What I find most interesting is the use of spatial organization when taking the Jeep apart. You could probably walk those guys out half way through, bring in a different set of guys, and they could put it back together by just looking at where the pieces are on the ground.
This is generally taught by good mechanics. I know my father, who owned a mechanics garage when he was younger, did this whenever he disassembled anything. I once saw him dismantle a motorbike clutch and reassemble it without looking at where he placed a thing, and this was over several days as he had to get replacement parts in the intervening time.
Now I ask, how much would these guys make if they could do things with that speed in a real mechanics shop where fully disassembling a vehicle likely has 20+ hours of labor tied to it.
For one, everything would be bolted down with the bolts torqued to spec, instead of just strong enough to hold things together for a demonstration run.
Also things tend to rust and taking oxidized stuff apart without breaking it takes quite a bit of time and preparation, sometimes multiple days (if the part is precious enough, for instance on classics it can definitely be worth the extra effort).
Then there's the accessibility of parts, this is a ladder chassis car, which means that the chassis and the body are two separate parts. That makes for a vehicle that is very easy to disassemble at the expense of a higher weight (and so reduced fuel economy) higher manufacturing expense and less safety in the case of an accident.
So you'd never ever get this kind of performance in real life situations.

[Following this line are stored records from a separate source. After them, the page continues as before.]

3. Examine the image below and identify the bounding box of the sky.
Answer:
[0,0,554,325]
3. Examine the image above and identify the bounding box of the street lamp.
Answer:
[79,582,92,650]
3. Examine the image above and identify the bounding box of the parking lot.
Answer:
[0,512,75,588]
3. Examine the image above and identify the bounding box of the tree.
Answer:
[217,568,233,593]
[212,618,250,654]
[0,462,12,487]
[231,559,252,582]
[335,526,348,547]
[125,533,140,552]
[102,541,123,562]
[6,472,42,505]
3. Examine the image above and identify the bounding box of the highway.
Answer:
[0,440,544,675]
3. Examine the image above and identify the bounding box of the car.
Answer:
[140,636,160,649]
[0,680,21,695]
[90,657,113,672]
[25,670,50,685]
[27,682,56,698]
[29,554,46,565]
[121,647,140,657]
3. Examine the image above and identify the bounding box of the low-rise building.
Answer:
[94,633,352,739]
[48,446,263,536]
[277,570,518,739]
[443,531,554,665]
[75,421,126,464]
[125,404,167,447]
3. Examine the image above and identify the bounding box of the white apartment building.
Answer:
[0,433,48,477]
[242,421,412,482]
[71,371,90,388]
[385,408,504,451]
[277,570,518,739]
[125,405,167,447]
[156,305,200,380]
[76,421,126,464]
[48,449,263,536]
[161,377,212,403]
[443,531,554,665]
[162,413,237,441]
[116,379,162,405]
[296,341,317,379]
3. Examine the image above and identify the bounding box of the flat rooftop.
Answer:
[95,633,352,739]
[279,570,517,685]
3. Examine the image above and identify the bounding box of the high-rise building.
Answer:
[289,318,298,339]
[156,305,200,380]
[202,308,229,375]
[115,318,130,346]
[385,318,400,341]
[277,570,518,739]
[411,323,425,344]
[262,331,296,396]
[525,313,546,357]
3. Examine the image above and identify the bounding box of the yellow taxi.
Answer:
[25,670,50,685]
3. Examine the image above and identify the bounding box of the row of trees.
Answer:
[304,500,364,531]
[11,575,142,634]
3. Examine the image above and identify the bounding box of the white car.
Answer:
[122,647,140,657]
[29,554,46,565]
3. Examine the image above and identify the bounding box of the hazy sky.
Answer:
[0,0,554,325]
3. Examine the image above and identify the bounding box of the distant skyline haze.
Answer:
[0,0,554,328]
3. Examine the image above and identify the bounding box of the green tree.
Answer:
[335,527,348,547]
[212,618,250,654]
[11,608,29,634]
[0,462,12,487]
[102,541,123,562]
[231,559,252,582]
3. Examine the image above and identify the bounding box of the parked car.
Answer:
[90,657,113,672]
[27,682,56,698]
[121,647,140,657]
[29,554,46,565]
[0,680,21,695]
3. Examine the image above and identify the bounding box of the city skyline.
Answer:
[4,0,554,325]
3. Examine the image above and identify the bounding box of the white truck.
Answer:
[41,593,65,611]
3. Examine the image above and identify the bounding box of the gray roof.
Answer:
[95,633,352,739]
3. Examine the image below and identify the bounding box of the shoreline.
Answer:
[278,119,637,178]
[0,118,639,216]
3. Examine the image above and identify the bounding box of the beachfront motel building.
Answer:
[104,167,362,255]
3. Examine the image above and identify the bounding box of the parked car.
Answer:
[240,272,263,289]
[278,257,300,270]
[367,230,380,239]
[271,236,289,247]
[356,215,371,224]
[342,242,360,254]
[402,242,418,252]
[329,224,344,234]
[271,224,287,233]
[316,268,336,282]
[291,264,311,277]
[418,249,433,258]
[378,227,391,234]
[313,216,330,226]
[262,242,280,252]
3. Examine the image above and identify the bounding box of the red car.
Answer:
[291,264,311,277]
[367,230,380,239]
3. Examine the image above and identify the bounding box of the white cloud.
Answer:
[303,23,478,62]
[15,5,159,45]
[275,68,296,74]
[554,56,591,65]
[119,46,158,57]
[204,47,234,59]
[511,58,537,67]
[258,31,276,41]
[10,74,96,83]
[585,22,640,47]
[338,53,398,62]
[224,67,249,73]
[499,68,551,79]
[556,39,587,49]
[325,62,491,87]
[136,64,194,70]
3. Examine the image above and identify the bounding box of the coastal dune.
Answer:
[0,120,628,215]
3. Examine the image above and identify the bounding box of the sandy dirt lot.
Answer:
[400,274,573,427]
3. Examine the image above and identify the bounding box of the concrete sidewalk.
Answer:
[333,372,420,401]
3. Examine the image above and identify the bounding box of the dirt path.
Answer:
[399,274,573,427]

When I saw this, I imagined doing the same thing (alone) with my old 1987 Toyota pickup. It is difficult for one person to completely remove the body (I've had to raise it by myself to install body spacers) from the frame, but once the body is off, the rest of the truck would disassemble easily. Most of the effort is dealing with rusted/frozen fasteners. The rest of the vehicle comes apart fairly easily. Working on these older, simpler vehicles is pretty straightforward.

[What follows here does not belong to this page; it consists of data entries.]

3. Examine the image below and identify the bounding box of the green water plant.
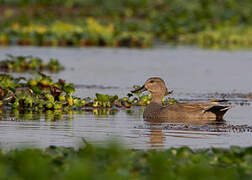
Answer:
[0,55,64,72]
[0,73,177,111]
[0,144,252,180]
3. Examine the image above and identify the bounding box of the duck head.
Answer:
[131,77,172,99]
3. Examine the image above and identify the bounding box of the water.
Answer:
[0,47,252,149]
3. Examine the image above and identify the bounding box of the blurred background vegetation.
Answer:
[0,0,252,47]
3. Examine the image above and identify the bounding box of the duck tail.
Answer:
[206,105,232,120]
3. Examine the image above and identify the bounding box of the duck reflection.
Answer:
[144,118,226,149]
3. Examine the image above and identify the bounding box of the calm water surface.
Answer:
[0,47,252,149]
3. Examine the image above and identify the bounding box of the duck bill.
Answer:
[165,88,173,96]
[131,85,147,93]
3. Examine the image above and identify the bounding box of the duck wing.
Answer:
[166,102,231,113]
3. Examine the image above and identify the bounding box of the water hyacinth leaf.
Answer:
[95,93,109,102]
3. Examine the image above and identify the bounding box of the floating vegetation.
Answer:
[0,0,252,49]
[179,26,252,49]
[0,18,152,48]
[0,73,177,111]
[0,55,64,72]
[0,144,252,180]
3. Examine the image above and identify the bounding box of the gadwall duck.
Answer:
[132,77,231,121]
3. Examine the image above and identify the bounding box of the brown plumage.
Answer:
[132,77,231,122]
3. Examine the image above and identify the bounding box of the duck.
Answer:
[131,77,231,122]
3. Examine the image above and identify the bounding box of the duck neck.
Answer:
[151,93,164,105]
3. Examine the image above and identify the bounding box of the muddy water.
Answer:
[0,47,252,149]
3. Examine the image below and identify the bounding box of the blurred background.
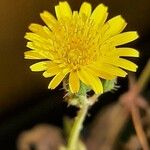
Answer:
[0,0,150,150]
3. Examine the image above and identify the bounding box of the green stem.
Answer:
[67,97,89,150]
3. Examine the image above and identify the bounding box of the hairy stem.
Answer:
[67,97,89,150]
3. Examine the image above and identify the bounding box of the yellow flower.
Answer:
[25,2,139,93]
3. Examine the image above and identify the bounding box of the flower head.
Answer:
[25,2,139,93]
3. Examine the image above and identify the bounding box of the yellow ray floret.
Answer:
[25,2,139,93]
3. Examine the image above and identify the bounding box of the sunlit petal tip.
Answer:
[79,2,92,17]
[91,4,108,26]
[24,1,139,94]
[69,71,80,93]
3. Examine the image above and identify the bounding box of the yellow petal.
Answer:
[107,31,139,46]
[48,70,68,89]
[24,50,45,59]
[43,64,61,78]
[79,2,92,17]
[69,71,80,93]
[78,69,103,94]
[55,2,72,20]
[30,61,49,71]
[91,4,108,26]
[103,15,127,38]
[115,47,139,57]
[40,11,57,29]
[115,58,138,72]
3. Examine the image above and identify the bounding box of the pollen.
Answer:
[25,2,139,94]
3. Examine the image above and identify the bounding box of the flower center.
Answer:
[53,16,100,69]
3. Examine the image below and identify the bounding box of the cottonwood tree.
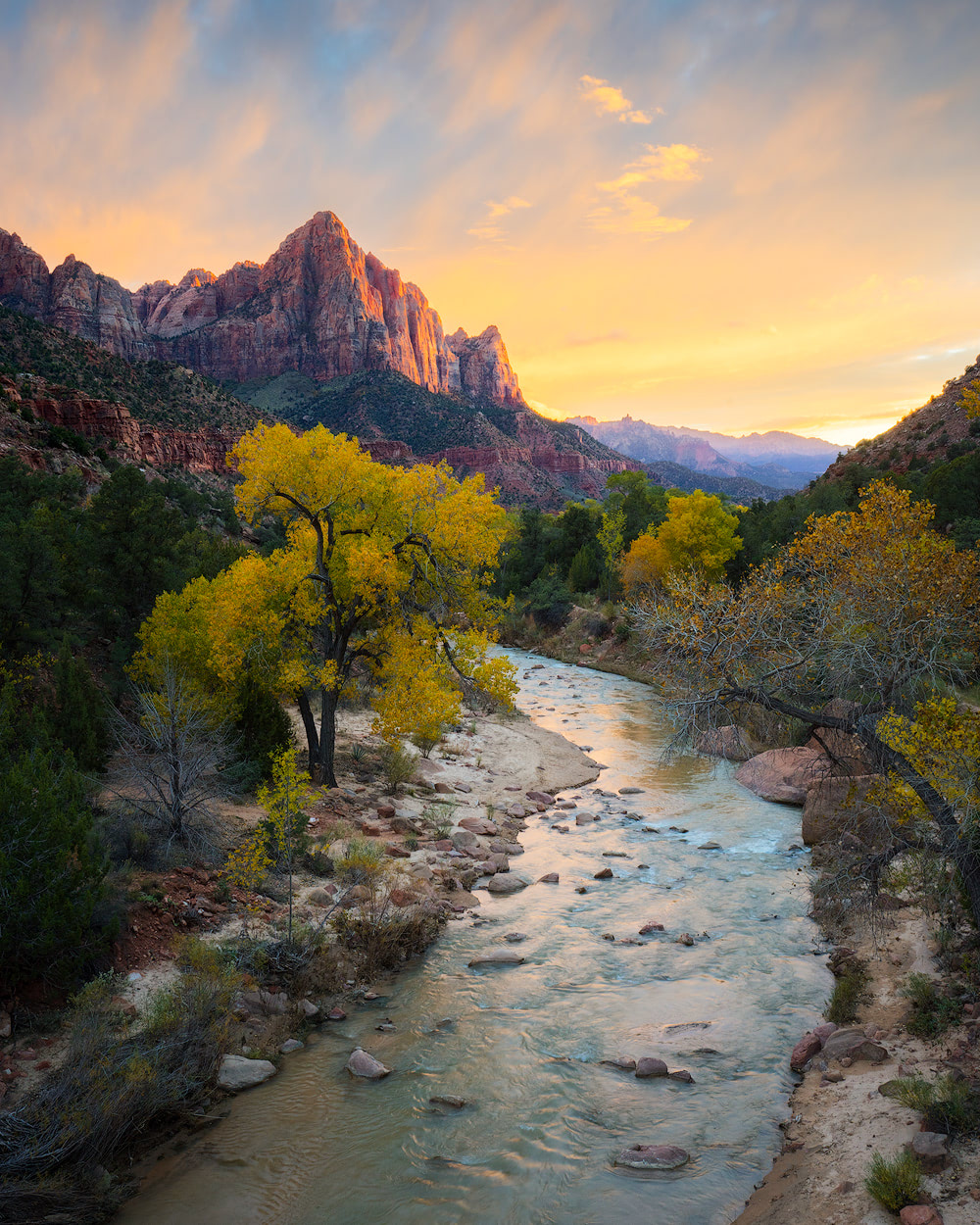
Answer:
[635,481,980,922]
[135,425,514,785]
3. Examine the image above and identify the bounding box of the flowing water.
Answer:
[117,652,829,1225]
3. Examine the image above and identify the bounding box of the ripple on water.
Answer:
[119,653,828,1225]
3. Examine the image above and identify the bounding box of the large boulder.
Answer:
[613,1145,691,1170]
[346,1047,391,1081]
[735,746,833,804]
[219,1054,275,1093]
[803,774,895,847]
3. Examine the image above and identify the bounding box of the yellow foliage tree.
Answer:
[135,425,515,785]
[622,489,743,593]
[638,481,980,921]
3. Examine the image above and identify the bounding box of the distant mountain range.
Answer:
[567,416,847,490]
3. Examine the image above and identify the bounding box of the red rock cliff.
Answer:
[0,212,524,407]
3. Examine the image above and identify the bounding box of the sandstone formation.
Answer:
[0,212,524,407]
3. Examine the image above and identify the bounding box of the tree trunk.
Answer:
[318,689,341,787]
[297,690,319,778]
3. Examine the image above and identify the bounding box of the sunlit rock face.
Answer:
[0,212,524,407]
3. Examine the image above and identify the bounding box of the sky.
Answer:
[0,0,980,442]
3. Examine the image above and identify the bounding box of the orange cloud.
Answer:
[578,76,662,123]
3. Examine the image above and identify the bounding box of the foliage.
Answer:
[865,1151,922,1213]
[137,426,514,785]
[0,965,240,1221]
[524,572,572,630]
[0,682,116,990]
[636,483,980,919]
[116,666,233,854]
[824,961,871,1025]
[902,974,963,1038]
[888,1076,980,1136]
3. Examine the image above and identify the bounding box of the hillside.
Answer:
[240,371,640,510]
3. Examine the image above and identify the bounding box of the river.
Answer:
[117,651,831,1225]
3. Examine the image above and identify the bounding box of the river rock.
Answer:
[789,1033,822,1072]
[735,745,832,804]
[635,1054,666,1079]
[486,872,530,895]
[823,1029,888,1063]
[466,949,524,968]
[460,817,500,838]
[909,1132,950,1174]
[344,1047,391,1081]
[615,1145,691,1170]
[898,1204,942,1225]
[219,1054,275,1093]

Contrast with my 350Z: it would take days to accomplish the same thing. Much more integrated system and access is more difficult.

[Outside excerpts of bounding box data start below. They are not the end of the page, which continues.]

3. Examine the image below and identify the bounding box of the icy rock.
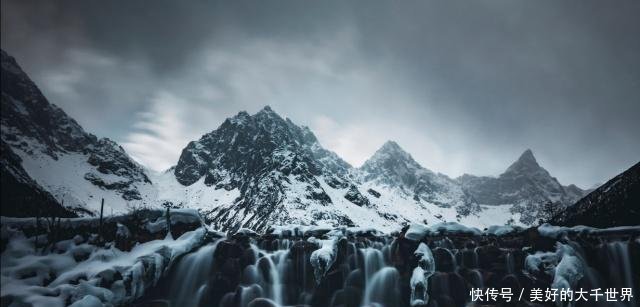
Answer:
[404,222,482,241]
[69,295,102,307]
[538,223,640,239]
[409,243,436,306]
[310,239,337,284]
[116,223,131,239]
[404,223,429,241]
[485,225,524,236]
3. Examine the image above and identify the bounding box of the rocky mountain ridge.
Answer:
[1,51,152,214]
[2,48,616,230]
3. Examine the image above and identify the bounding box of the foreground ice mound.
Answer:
[310,238,337,284]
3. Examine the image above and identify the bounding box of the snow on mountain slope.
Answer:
[551,162,640,228]
[166,107,512,230]
[354,141,469,207]
[1,46,584,230]
[150,167,240,212]
[1,51,155,215]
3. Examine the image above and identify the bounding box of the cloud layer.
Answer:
[1,0,640,187]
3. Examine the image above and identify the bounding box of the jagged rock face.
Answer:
[551,163,640,227]
[174,107,362,229]
[0,141,75,217]
[1,51,151,215]
[458,150,583,205]
[357,141,470,206]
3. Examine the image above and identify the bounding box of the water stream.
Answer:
[142,230,640,307]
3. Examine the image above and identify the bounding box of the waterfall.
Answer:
[505,252,516,274]
[363,267,400,306]
[362,247,384,283]
[605,242,638,306]
[169,241,220,307]
[145,226,638,307]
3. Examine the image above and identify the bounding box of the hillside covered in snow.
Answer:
[1,47,636,231]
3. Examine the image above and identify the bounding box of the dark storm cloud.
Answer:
[2,1,640,186]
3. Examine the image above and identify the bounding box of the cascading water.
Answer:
[141,226,640,307]
[363,267,400,306]
[362,247,384,282]
[169,242,217,307]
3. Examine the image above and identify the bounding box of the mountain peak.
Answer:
[506,149,540,173]
[380,140,404,151]
[518,149,538,163]
[362,141,422,177]
[256,105,278,115]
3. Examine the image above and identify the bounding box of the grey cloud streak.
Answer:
[2,1,640,187]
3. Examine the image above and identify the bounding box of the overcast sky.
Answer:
[1,0,640,188]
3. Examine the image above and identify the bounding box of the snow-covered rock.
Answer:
[1,228,206,306]
[309,238,337,283]
[1,51,154,216]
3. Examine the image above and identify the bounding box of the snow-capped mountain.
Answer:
[551,162,640,227]
[457,149,585,225]
[169,107,511,230]
[1,51,154,214]
[357,141,470,207]
[1,51,583,230]
[168,106,380,229]
[458,149,584,205]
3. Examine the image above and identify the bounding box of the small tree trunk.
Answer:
[166,206,171,235]
[33,209,40,253]
[98,198,104,243]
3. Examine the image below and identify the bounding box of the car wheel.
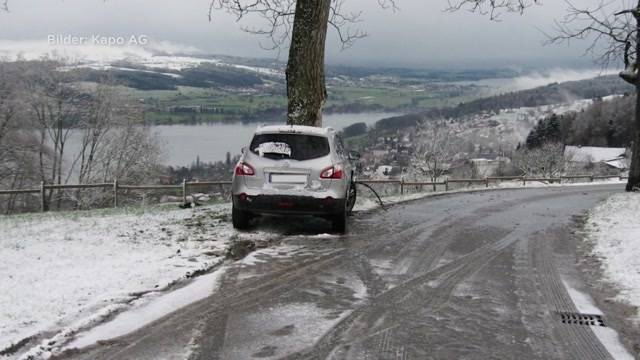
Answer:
[231,206,251,230]
[347,182,357,214]
[331,207,347,234]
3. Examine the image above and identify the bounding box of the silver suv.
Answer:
[232,125,358,233]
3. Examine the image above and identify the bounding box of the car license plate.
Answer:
[271,174,307,184]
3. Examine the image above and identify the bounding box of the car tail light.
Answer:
[320,166,342,179]
[236,162,256,176]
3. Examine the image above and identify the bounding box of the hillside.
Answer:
[376,75,633,130]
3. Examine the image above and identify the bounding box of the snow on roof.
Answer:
[256,125,335,136]
[605,159,628,170]
[564,146,626,163]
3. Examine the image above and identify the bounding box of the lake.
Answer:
[152,112,401,166]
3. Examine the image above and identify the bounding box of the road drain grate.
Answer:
[558,312,606,326]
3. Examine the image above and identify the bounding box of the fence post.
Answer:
[113,179,118,208]
[182,179,187,205]
[40,181,47,212]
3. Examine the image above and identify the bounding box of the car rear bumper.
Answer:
[232,194,345,215]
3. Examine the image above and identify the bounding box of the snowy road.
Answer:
[62,185,631,359]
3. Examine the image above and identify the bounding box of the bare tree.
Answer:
[23,60,89,207]
[409,120,461,181]
[549,0,640,191]
[209,0,384,126]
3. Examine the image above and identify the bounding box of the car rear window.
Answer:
[249,134,329,161]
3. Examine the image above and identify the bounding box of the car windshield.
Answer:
[249,134,329,161]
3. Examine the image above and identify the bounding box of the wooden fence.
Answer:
[0,174,627,212]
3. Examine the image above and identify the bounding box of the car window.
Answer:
[336,136,346,158]
[249,134,329,160]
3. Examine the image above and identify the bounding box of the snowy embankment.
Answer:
[586,193,640,321]
[0,204,240,358]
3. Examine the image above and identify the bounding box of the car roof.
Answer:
[256,125,335,136]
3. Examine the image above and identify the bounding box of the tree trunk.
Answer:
[286,0,331,127]
[626,84,640,191]
[626,7,640,191]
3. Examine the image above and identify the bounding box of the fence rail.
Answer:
[0,174,628,212]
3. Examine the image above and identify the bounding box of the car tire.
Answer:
[346,182,358,215]
[331,208,347,234]
[231,206,251,230]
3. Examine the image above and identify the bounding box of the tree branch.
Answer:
[212,0,390,51]
[547,0,640,85]
[446,0,541,21]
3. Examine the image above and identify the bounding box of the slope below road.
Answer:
[61,185,637,359]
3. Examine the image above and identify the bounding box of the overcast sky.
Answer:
[0,0,608,68]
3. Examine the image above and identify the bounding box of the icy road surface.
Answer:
[61,185,632,359]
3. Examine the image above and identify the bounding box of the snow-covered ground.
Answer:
[586,193,640,321]
[0,181,628,358]
[0,204,237,358]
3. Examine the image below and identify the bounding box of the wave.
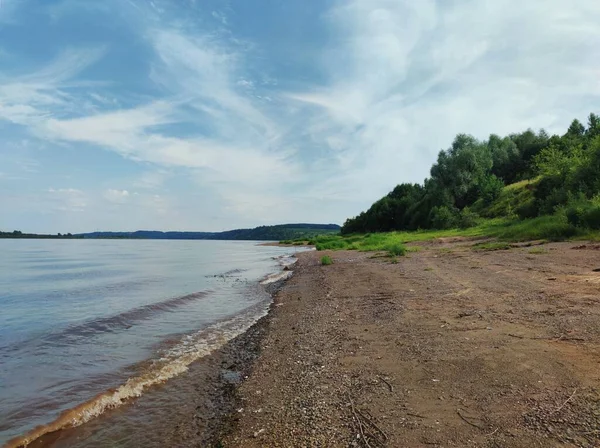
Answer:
[260,271,293,285]
[4,301,269,448]
[45,291,210,342]
[0,291,211,357]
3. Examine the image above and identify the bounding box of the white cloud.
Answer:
[104,189,130,204]
[46,188,88,212]
[0,48,105,127]
[0,0,600,231]
[289,0,600,208]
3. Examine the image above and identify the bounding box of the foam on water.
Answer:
[5,300,272,448]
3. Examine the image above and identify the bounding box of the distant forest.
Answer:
[0,230,83,239]
[342,113,600,234]
[0,224,340,241]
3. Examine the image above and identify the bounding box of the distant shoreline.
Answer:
[0,223,341,241]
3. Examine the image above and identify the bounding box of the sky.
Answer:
[0,0,600,233]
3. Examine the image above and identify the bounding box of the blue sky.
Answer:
[0,0,600,233]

I do the same thing whenever I take electronic devices apart. I never really thought about it, though.
Actually, I tend to use spatial organization a lot. For example, I can leave myself a reminder just by moving an object in my room to an unusual spot. For example, maybe I think of something right when I'm about to go to bed. I might just put my glasses somewhere slightly unusual (but not somewhere hard to find) and then I'll remember to think about what I was supposed to when I wake up.
Yes I do that all the time too. If I have a particularly good idea while I'm in bed, but am too lazy to get up and write it down, I'll usually stack some objects on my dresser in a weird pile, and when I wake up I see the pile and remember what I had thought about.
Sadly this kind of spatial organization ability is mostly lacking in computer interfaces, although that seems to be changing recently with things like Panorama in Firefox 4 (and other things I'm probably not aware of).
It's not completely lacking. I can just move a file to a different place on my computer's desktop, just as easily as I could move a real file on a normal desk to leave myself a message.
The interesting thing is that it doesn't even have to be relevant to what it's supposed to remind me of. In fact, the more unique (and thereby, less relevant) the change is, the better the odds are that I'll remember what I want to.
The primary downside is that it makes you more sensitive to people moving your stuff around. They generally have no clue that they could be disrupting something.
The key is to put things down where you'll think to look for them when you want to pick them up again. The same principle works when deciding how to structure code.